養育費を払わない元夫に対して、履行勧告をした事例
相談背景
Aさんは、約2年前から夫Bと別居していましたが、もはや修復の可能性がなかったため離婚することになりました。その時Aさんにはもうすぐ中学生になる12才の息子がいましたが、別れた元夫Bは借金を抱えているなどと言って、子どもの養育費を全く支払ってきませんでした。
弁護士対応
Aさんは離婚する際に離婚協議書などで養育費の定めをしていなかったため、裁判所に養育費請求調停の申立てを行いました。
調停では、Bは借金があることや収入がないことなどの主張をしていましたが、そのような主張はすべて排斥され、Aさんに養育費を支払うことで調停が成立しました。
ところが、調停が成立しても、一度もBから養育費の支払いがありませんでした。そこで、裁判所に対し、調停条項に従った養育費を支払うよう「履行勧告」の申出を行いました。
弁護士対応
裁判所から養育費の支払いを強く勧告されたBは、未払分も含めて養育費を支払うようになりました。その後も毎月調停で決められた養育費の支払いがなされており、Aさんは安心して生活することができるようになりました。

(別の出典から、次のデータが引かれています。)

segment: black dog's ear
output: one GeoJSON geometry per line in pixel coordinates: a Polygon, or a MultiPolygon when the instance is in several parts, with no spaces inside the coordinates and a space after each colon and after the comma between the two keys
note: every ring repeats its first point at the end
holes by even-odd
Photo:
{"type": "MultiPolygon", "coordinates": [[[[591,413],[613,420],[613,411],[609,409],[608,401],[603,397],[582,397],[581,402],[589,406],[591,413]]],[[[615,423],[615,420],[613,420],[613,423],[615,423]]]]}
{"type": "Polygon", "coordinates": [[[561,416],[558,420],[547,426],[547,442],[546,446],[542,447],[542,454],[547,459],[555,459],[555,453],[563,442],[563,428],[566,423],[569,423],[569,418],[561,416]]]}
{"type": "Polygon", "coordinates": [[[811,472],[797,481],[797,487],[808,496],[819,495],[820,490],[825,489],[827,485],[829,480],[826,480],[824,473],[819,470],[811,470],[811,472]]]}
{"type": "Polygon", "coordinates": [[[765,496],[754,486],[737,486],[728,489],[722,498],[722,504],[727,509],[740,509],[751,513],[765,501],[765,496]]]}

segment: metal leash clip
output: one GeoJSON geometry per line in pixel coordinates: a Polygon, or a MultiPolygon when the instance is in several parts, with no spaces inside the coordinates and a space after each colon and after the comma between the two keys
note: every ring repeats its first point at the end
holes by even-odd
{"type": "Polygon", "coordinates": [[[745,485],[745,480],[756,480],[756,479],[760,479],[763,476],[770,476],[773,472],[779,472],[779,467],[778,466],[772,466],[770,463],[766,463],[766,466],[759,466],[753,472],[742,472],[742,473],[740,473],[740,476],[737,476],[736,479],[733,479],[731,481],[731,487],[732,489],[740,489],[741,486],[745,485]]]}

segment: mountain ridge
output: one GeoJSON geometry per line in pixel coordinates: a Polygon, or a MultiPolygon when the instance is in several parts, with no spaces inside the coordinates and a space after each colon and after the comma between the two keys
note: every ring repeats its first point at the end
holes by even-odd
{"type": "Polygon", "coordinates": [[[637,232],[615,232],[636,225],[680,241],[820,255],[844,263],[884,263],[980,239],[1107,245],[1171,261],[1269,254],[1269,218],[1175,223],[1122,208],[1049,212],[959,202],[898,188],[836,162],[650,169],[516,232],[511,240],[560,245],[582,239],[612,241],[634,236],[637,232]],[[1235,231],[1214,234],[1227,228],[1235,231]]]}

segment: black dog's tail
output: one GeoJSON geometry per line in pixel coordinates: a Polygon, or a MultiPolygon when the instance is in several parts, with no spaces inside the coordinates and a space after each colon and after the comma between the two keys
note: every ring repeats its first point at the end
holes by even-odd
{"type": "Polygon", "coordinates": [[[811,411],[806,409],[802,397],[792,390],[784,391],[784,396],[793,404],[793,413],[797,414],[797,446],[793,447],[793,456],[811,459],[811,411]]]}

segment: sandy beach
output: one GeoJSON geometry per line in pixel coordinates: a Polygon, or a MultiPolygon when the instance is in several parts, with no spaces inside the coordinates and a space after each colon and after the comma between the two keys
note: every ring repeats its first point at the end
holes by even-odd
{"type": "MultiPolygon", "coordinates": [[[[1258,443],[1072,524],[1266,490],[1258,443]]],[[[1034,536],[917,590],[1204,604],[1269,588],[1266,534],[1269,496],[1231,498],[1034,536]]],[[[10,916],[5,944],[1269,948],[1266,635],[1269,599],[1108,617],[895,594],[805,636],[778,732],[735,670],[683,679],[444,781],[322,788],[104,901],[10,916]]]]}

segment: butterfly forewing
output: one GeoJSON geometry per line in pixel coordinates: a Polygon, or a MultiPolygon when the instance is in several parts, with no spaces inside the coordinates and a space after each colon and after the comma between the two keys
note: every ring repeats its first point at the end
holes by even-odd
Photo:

養育費などの家事事件では、「履行勧告」という手続きがあり、簡易な手続で費用もかからないので負担の少ない制度です。履行勧告は強制執行と違って強制力があるものではありませんが、勧告に従わなければ強制執行も辞さない構えであるという強い姿勢を示し、また裁判所から勧告がなされるために相手に与える心理的圧力も効果も相応に期待できます。
本事例では、履行勧告の長所が効いて、早期の解決に至ることができたといえるでしょう。